Minutiae: Objects, Photographs and a Rare Moment of Artistic Collusion
Artist Rob Van Beek
The subjects of Sookyoung’s current photographs are minute and hard to label clusters of stuff – hair, fluff and so forth. This stuff is intensely human, personal and universal but is also marginal.
I believe these studies (and the future work that I expect to come from them) to be part of a critical moment. Along with the studies of artists such as Michael Bowdidge, myself and others these photographs re-open an important seam of possibilities. Some might say this field was a kind of ‘minimalism’, but this would not be correct. I believe what is re-emerging is a renewed interest in both works and in the world through its minutiae. This is at once a scientific, artistic and human curiosity. I believe there is currently a range of artists in different art forms investigating this area. It is an enthusiasm, for example, shared by both the makers of objects and the takers of photographs. Underlying this curiosity is a reverential wonder at the sheer richness, subtly, detail and complexity of things, even in things that are typically regarded as having no social, economic or cultural value.

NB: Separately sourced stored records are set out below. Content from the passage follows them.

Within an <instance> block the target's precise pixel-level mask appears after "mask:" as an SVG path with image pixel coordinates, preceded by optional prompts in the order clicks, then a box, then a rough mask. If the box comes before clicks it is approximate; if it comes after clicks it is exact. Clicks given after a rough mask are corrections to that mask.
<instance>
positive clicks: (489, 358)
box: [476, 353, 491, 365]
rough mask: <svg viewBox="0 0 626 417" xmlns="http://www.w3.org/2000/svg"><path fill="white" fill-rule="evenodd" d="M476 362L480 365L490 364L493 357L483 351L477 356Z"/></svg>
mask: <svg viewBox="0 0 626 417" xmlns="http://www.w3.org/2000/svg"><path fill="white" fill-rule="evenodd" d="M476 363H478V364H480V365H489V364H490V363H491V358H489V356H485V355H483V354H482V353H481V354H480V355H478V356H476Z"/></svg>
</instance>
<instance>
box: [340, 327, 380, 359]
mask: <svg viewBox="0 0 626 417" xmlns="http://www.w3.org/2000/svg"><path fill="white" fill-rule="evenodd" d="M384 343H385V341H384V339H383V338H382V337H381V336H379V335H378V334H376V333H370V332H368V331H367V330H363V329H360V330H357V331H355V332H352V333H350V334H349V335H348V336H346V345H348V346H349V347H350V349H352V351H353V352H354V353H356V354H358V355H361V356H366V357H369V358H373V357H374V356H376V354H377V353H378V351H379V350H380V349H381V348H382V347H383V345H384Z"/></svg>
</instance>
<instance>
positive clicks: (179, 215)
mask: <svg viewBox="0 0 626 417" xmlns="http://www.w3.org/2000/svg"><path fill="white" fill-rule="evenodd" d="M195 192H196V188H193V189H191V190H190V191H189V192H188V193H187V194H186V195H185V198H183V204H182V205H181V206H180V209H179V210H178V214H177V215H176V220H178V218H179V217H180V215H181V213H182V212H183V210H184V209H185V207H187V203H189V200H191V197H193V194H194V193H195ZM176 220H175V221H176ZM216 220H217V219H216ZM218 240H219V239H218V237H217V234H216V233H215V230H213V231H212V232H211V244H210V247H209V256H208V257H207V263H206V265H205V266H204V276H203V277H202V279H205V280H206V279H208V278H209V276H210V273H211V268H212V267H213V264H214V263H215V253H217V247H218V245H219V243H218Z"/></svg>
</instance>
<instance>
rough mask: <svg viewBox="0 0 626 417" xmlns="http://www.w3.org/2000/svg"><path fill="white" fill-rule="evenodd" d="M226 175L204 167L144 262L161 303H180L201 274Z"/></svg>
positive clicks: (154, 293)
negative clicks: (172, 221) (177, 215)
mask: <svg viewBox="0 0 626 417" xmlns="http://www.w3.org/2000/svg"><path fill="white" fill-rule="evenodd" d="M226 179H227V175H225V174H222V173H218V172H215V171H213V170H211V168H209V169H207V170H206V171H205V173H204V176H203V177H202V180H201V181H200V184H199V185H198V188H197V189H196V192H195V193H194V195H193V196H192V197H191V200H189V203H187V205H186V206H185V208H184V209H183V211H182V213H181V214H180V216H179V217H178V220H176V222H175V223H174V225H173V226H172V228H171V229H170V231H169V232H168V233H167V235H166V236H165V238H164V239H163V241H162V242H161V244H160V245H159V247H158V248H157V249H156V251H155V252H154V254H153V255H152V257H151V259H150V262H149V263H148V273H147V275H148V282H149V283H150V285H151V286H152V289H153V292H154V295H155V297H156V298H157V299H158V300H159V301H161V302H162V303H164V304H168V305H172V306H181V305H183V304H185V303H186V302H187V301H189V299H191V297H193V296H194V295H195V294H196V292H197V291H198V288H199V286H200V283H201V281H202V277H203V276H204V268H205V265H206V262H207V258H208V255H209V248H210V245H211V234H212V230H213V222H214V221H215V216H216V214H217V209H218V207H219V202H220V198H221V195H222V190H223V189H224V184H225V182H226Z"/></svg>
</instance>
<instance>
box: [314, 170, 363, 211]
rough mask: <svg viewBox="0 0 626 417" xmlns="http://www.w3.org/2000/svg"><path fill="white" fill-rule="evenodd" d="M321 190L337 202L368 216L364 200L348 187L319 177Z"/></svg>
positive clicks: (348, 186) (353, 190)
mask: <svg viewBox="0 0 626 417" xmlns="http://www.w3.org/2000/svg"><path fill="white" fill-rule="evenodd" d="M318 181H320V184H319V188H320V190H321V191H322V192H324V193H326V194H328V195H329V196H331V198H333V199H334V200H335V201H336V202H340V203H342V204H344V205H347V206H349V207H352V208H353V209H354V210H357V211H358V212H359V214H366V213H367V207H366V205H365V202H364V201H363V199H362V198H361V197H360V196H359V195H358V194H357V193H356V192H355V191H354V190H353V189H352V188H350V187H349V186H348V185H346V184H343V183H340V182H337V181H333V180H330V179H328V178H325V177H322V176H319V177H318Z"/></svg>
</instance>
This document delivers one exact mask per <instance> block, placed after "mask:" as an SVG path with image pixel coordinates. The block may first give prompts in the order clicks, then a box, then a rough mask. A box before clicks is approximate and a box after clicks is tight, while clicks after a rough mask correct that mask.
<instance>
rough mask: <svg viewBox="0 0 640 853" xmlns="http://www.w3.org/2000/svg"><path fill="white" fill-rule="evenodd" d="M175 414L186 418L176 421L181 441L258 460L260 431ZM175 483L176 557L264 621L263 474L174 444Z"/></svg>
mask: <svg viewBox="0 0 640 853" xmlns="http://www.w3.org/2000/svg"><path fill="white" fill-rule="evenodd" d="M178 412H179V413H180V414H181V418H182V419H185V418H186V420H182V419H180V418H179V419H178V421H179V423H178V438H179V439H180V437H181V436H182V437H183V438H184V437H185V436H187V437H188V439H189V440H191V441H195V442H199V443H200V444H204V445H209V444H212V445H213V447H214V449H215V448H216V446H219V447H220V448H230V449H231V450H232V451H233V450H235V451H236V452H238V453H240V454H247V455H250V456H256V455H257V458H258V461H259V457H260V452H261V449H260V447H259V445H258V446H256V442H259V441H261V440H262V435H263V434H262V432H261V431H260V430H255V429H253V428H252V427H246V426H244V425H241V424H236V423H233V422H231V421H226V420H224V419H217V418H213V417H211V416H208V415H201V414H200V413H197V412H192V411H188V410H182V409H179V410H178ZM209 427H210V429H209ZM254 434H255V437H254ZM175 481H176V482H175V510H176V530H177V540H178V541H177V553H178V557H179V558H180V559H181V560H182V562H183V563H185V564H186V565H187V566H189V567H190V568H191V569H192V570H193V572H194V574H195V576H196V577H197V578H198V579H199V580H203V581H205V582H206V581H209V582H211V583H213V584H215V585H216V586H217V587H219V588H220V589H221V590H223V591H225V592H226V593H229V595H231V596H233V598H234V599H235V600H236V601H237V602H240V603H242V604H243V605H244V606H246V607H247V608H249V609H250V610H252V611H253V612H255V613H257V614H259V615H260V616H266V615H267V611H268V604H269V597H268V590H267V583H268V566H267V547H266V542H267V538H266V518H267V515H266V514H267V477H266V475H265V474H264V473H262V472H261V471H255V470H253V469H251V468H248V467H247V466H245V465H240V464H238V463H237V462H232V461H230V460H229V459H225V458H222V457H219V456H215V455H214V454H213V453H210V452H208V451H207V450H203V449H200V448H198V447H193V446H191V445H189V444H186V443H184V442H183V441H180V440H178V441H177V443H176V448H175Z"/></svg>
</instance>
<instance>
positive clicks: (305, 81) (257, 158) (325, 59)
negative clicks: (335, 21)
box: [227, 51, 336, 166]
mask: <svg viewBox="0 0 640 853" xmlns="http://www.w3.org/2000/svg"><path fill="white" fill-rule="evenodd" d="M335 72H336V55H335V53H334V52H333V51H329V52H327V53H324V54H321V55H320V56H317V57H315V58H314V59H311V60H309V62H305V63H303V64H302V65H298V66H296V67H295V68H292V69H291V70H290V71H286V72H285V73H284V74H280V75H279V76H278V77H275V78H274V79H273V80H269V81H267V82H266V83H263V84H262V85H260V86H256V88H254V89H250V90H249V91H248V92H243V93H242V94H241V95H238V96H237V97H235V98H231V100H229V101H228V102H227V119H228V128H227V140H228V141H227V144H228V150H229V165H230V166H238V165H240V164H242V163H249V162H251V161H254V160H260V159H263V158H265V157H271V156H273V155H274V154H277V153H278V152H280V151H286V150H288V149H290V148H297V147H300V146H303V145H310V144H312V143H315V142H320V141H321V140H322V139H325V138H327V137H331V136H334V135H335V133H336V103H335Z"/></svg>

There is, it has to be admitted, a lot of stuff in the world and humanity sometimes seems dedicated to degrading more and more of it. How do artists begin to select a subject and break the habit of merely using and discarding things? William Blake’s famous lines suggest a strategy:
“To see a World in a Grain of Sand
And a Heaven in a Wild Flower,
Hold Infinity in the palm of your hand.
And Eternity in an hour “
The secret is to particularise, to realise that there are only particular things and that generalities are but tools. As one focuses on particularities so those details are lifted out of their usual timeframe. Photography is a great particulariser and a great lifter of things from their usual timeframes.
Universally artists have a duty tochange and develop social attitudes to stuff.
Everything has beauty and everything value if we can only get ourselves off the treadmill to appreciate it.